13. Former les médecins intervenant en soins de santé primaires et les médecins du travail à l’identification de lésions suspectes afin qu’ils orientent leurs patients vers un dermatologue, le cas échéant ;
14. soutenir l’élaboration de recommandations nationales sur les mesures de photoprotection et la poursuite de la recherche scientifique dans ce domaine, notamment pour mettre en évidence le bilan risque/bénéfice de l’exposition aux UV ;
15. soutenir la poursuite des recherches et la création de vêtements de protection adéquats ;
16. mener des campagnes visant à mesurer les taux d’exposition aux UV au niveau national ;
17. soutenir des campagnes médiatiques et des programmes d’information relatifs aux effets nocifs de l’exposition aux UV et aux bonnes mesures de photoprotection qui ciblent les personnes les plus à risque comme les enfants et adolescents, les personnes à la peau claire, les personnes qui travaillent à l’extérieur (agriculteurs, pêcheurs, ouvriers de la construction, de la foresterie, athlètes, surveillants de baignade etc.).
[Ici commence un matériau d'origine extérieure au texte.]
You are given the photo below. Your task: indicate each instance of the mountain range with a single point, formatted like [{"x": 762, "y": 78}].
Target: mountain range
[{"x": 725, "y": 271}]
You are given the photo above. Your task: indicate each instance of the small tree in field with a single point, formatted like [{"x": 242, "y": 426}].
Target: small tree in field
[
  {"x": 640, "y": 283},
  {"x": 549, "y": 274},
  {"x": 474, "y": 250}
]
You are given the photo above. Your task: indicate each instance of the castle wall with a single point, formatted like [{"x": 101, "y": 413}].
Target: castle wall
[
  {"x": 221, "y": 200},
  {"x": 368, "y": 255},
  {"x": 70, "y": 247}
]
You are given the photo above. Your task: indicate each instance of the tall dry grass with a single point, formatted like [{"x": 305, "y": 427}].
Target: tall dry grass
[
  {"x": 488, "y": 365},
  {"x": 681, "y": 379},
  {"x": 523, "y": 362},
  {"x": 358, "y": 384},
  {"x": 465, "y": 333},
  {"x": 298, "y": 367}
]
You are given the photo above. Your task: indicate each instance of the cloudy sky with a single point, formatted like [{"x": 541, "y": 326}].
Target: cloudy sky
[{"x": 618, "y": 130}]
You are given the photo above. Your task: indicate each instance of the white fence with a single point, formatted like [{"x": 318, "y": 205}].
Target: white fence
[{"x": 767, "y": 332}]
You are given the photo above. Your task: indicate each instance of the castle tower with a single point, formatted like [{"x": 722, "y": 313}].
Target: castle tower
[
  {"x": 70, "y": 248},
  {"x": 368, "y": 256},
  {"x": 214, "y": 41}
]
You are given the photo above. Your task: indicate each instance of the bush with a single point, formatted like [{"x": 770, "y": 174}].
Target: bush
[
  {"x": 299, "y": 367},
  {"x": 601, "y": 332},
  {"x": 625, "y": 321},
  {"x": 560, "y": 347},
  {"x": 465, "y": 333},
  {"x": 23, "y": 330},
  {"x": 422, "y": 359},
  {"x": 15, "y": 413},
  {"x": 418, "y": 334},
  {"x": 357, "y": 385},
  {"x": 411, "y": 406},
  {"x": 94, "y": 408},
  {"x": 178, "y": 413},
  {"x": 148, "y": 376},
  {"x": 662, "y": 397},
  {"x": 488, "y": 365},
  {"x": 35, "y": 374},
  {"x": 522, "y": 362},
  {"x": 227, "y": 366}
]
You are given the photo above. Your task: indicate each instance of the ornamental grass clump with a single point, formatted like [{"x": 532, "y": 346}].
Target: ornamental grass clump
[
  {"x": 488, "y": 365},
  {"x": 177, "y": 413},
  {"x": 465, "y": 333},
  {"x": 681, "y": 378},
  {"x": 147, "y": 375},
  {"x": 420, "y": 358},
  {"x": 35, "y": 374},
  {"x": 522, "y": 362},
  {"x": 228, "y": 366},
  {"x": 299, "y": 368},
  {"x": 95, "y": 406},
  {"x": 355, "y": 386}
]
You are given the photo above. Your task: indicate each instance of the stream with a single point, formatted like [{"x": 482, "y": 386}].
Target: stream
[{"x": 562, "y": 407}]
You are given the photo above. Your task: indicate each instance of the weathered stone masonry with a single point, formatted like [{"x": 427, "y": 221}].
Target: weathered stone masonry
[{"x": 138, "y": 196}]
18. promouvoir l’éducation à la santé et l’information relatives aux écrans solaires et aux bonnes habitudes à prendre pour protéger la peau du soleil et permettre de profiter sans risque des bienfaits de ce dernier.
Les médecins devraient :
19. conseiller leurs patients au sujet des graves risques associés à une exposition excessive aux rayonnements UV solaires, informer leurs patients des mesures efficaces à prendre pour se protéger du soleil (couvrir la peau, utiliser de la crème solaire et des lunettes de soleil) et les encourager à réaliser des examens médicaux réguliers et à participer aux campagnes de dépistage du cancer de la peau, lorsqu’il y en a ;
20. conseiller à leurs patients d’examiner régulièrement leur peau ;
21. conseiller à leurs patients à risque (par exemple ceux qui prennent certains traitements anticancer) de prendre des mesures de protection encore plus strictes ;
22. conseiller les employeurs des salons de bronzage sur les risques que cette activité professionnelle représente pour la santé de leurs employés.